1. Diffidare l'Amministrazione a provvedere entro e non oltre 30 giorni e successivamente impugnare avanti al giudice amministrativo il silenzio-rifiuto formatosi e chiedere, oltre il suo annullamento, la condanna a provvedere.
2. Segnalare l'inerzia del responsabile del procedimento al superiore gerarchico e/o ai servizi di controllo interno e/o agli uffici ispettivi dell'Amministrazione affinchè prendano i provvedimenti di loro competenza (provvedimenti disciplinari, valutazioni negative ai fini della corresponsione della parte accessoria dello stipendio del pubblico dipendente, fino al trasferimento ad altro ufficio per incompatibilità ambientale, ecc.).
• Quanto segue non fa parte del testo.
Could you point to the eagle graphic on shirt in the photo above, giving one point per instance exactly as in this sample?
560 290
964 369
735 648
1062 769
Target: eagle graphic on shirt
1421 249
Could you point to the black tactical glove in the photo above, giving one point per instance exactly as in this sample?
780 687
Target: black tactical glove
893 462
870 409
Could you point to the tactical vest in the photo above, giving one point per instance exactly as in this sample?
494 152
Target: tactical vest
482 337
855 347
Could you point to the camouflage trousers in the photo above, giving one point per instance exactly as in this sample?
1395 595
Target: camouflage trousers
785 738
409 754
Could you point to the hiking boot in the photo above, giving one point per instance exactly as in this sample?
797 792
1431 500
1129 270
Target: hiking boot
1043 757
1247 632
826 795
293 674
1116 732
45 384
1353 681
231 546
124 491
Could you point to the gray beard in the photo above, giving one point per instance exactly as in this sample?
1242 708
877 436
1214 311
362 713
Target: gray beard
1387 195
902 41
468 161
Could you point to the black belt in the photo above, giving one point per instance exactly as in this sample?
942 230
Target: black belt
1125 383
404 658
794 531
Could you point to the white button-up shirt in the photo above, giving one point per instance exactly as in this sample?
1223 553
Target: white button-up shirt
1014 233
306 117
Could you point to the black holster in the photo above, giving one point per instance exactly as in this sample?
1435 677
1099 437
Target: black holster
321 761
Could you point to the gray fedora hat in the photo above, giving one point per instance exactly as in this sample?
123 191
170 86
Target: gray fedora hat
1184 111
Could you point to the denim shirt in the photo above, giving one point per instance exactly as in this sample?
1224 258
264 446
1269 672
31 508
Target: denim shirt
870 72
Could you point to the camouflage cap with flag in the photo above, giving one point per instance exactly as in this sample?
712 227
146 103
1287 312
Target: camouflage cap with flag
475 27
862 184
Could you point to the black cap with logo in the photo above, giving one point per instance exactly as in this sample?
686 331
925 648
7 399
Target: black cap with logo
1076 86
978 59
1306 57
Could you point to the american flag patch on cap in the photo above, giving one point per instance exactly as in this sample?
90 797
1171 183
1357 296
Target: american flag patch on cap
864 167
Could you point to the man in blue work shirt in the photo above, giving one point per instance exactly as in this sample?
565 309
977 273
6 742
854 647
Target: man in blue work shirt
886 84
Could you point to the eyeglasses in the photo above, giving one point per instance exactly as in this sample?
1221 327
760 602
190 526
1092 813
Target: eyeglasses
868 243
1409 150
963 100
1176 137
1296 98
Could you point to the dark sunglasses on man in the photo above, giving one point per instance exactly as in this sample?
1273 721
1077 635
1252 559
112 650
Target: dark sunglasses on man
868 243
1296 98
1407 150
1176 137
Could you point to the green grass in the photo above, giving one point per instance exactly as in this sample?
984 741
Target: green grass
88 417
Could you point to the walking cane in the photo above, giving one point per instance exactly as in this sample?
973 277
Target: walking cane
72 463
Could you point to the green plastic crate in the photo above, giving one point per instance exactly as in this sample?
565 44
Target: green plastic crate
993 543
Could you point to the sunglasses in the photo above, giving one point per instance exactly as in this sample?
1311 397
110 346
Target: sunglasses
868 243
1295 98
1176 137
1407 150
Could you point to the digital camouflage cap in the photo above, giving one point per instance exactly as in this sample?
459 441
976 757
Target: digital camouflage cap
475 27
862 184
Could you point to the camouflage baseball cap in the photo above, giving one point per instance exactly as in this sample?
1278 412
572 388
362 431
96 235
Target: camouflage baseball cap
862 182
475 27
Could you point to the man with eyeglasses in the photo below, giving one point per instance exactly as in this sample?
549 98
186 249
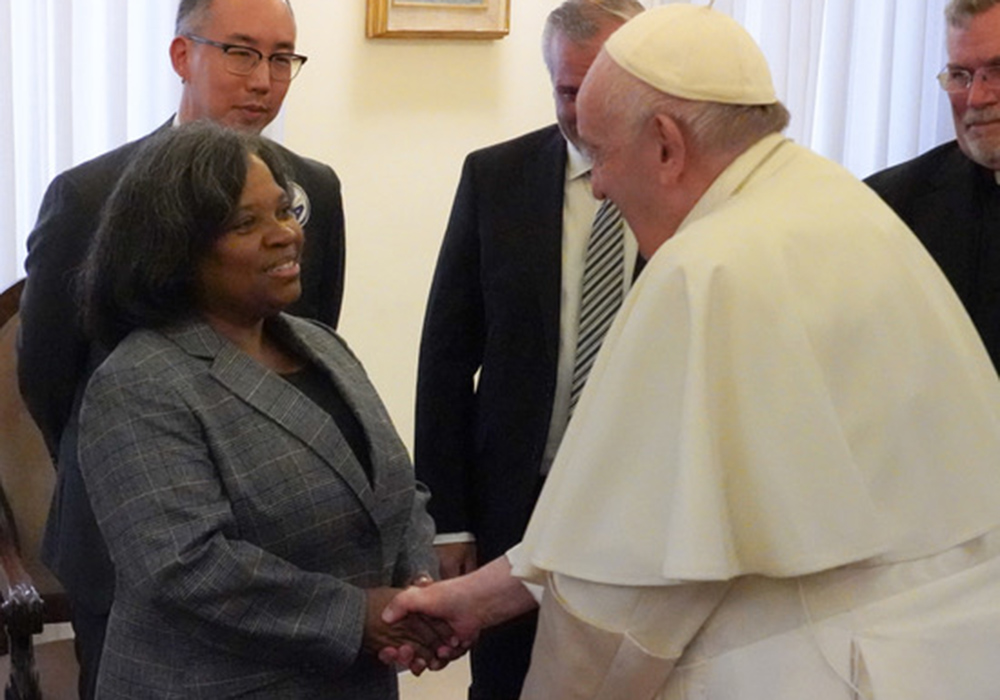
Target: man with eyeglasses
950 196
236 60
3. Segnalare il disservizio alla Procura regionale della Corte dei Conti indicando il soggetto responsabile del procedimento, la norma che obbliga a provvedere entro un certo termine e prospettando il danno erariale derivante dall'inerzia amministrativa (ad. es. danno all'immagine della stessa Amministrazione).
4. Denunciare alla Procura della Repubblica il responsabile del procedimento per omissione di atto di ufficio (art. 328, cod. pen.), previa attivazione della procedura di perfezionamento del reato ivi prevista.
5. Esperire nei confronti della Pubblica Amministrazione e del responsabile del procedimento un'azione risarcitoria innanzi al giudice ordinario quando vi sia un evento dannoso, qualificabile come danno ingiusto, e sia riferibile ad una condotta (positiva o omissiva) della Pubblica Amministrazione e che sia imputabile a dolo o colpa della stessa Amministrazione.